Under capitalism, each capitalist firm is compelled, by competition with rival firms, to produce the maximum amount of goods by exploiting the maximum amount of labor so as to gain the maximum amount of power and profit and thus avoid being overtaken by competitors. Because there is no coordination between rival firms regarding the limits of the market, there inevitably comes a point when the amount of goods produced exceeds the amount the workers can afford to buy.

When supply outpaces demand in this manner, markets become glutted and capitalists’ profits fall. Workers are laid off in large numbers as the glut lessens the capitalists’ need for their labor power. Unemployed workers are less able to consume, thus exacerbating the general crisis of overproduction

A look back at the U.S. housing market over the past decade reveals this process.

From 2000 to 2006, home construction surged to record highs as firms in all areas of the housing sector, from construction companies to appliance makers, upped production and profited handsomely. But there eventually came a point when the surge in home construction outpaced the ability of workers in general to afford the housing units being produced.

By late 2006 the housing market was glutted with more units than could be sold at a profit and layoffs began across all areas of the housing trades. Housing prices fell as the glut set in, exposing the big banks and institutional investors to massive losses on the projects they had bankrolled through a host of securities and loans.

The ensuing financial meltdown led to more layoffs, foreclosures and evictions, and the downward spiral intensified. As 2010 draws to a close, millions of workers and their families are unemployed and homeless — while millions of homes and apartments sit vacant and the bankers and bosses sit back and count their bailout money.

The socialist solution

Simply put, capitalism is the root cause of unemployment and rising homelessness in recent years. And capitalist property relations are the sole reason why millions of perfectly good homes sit vacant while working class families crowd into already packed shelters and tent cities or freeze out on the street or in their cars.

The solution to the growing homelessness epidemic will not be found in government-produced charts and graphs. The solution can only be achieved through the struggle of the workers themselves.

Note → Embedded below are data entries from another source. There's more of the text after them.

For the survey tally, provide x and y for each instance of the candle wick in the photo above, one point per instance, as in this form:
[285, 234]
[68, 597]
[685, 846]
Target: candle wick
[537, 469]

Workers can, through militant action, force some reforms to ease their plight, like a government jobs plan and a moratorium on foreclosures and evictions. But ultimately, the struggle must be to abolish capitalism and replace it with socialism.

Under socialism, when the working class takes over the vast means of production it has created and liberates the factories, the mines, and so on to be used for the good of all, the anarchy of capitalist production for profit will be abolished. Production will be planned and the “bottom line” will be to satisfy human needs.

Through the development of socialism, the absurd calamity of rising homelessness amidst a sea of empty homes will be a thing of the past and the doors to human progress can truly be opened.